The below graph is a more concrete example.

It contains the entirety of the machine_events csv file in the 2011 cluster data trace. The graph itself is pretty self explanatory, it's a frequncy chart (I did not use the built in histogram function in matplotlib, I instead built my own script), and can allow me to see if there was a spike in submitted jobs in a certain time interval. I still have trouble processing a list in its entirety. The machine_events and machine_attributes traces are easy enough, as they only contain a couple thousand entries. However, I'm still trying to figure out how to tackle the million of entires in the job_events trace. I have tried running a simple script on the complete file, and it was coming up blank for over an hour, so I decided to cancel it. There are 500 parts to this trace, so the only way I can think of right now is analyzing samples of the data, not in its entirety.

Week 7

After some consultations with a professor, I have decided to analyze this data using R language and RStudio. I have never worked with R before, so I had to catch up pretty quickly. Howver, I learned that RStudio is much better at opening up millions of entires than just doing it in python scripts. A file of 10,000,000 entries took just a couple of minutes. So far I have analyzed the part of the Google Cluster Data, specifically, Job_Events and Machine_Attributes.
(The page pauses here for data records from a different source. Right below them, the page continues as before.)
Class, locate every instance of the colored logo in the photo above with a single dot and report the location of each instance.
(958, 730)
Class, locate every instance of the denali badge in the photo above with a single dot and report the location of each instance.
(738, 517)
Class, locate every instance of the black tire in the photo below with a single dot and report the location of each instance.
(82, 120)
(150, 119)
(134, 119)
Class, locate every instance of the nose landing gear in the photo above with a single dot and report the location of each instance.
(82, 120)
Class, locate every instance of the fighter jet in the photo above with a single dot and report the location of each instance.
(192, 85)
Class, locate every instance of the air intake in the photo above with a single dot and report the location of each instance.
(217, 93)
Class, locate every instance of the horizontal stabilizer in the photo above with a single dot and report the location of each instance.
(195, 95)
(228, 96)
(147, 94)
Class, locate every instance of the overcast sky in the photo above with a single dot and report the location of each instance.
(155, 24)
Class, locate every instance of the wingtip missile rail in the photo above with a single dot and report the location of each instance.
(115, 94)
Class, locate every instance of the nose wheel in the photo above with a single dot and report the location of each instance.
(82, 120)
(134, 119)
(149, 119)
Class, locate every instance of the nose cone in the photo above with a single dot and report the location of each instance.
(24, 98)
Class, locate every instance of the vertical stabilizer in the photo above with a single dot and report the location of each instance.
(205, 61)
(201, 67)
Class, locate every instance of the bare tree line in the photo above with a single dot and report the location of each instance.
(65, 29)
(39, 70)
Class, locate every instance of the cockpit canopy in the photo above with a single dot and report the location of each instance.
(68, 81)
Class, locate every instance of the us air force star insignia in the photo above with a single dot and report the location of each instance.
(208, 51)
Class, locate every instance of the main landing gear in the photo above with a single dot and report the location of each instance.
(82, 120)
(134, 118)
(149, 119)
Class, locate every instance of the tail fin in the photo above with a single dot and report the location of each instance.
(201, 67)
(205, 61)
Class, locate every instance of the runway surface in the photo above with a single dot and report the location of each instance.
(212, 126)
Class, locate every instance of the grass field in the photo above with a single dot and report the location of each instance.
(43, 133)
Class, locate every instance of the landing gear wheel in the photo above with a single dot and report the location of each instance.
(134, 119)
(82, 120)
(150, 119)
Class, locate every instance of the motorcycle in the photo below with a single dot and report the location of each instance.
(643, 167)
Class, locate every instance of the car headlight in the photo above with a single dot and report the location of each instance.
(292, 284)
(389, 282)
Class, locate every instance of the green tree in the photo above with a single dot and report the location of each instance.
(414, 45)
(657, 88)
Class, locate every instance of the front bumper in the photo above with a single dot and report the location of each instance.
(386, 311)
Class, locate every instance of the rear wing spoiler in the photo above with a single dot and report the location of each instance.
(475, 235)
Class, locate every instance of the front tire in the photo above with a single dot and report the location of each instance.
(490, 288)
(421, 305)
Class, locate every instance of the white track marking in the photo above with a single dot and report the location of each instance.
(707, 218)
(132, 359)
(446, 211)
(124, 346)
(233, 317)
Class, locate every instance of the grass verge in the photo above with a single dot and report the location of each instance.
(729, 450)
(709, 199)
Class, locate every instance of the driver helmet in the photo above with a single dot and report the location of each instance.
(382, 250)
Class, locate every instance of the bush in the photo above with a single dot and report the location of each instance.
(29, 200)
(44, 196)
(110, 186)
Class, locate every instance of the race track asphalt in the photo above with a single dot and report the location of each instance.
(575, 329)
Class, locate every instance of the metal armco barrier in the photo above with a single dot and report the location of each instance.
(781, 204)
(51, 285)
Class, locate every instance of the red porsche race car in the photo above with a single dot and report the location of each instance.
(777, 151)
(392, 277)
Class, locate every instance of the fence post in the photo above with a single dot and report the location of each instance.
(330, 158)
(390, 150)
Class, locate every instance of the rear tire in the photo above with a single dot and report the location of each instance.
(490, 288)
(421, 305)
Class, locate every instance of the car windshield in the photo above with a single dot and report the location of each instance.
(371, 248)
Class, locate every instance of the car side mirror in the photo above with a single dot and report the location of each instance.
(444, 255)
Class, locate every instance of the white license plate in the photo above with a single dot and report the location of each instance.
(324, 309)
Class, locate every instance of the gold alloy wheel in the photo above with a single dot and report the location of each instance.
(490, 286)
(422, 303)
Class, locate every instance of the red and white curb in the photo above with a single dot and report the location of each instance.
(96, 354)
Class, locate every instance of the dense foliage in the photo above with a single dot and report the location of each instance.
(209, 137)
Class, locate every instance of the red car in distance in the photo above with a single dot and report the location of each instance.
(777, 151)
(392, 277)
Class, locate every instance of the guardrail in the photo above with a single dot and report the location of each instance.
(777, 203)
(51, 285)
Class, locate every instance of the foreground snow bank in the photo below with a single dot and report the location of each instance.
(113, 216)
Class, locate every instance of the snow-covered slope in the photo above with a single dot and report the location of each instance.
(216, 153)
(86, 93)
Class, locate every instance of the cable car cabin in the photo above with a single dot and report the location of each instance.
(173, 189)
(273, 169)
I have come up with some analyses, as shown in example below:




I will be analyzing much more in the future, and I have a couple more ready.

I do have one problem that I cannot seem to solve, and it's specific to RStudio. If I reduce the machine_attributes data to just the relevant data, I have the Values column and the Deleted column. The values range anywhere from 1 to 1800, and there are also some hashed strings in there. The Deleted column is a boolean indicating whether a value was deleted. I wanted to reduce the data to just the ones with a value deleted=1. However, when I do that using the following command:
deletedFrame <- df[df$deleted!=0, ]
the corresponding values do not copy over. Here's a before and after:


I will keep working on the other data and for now have submitted a question to stack overflow.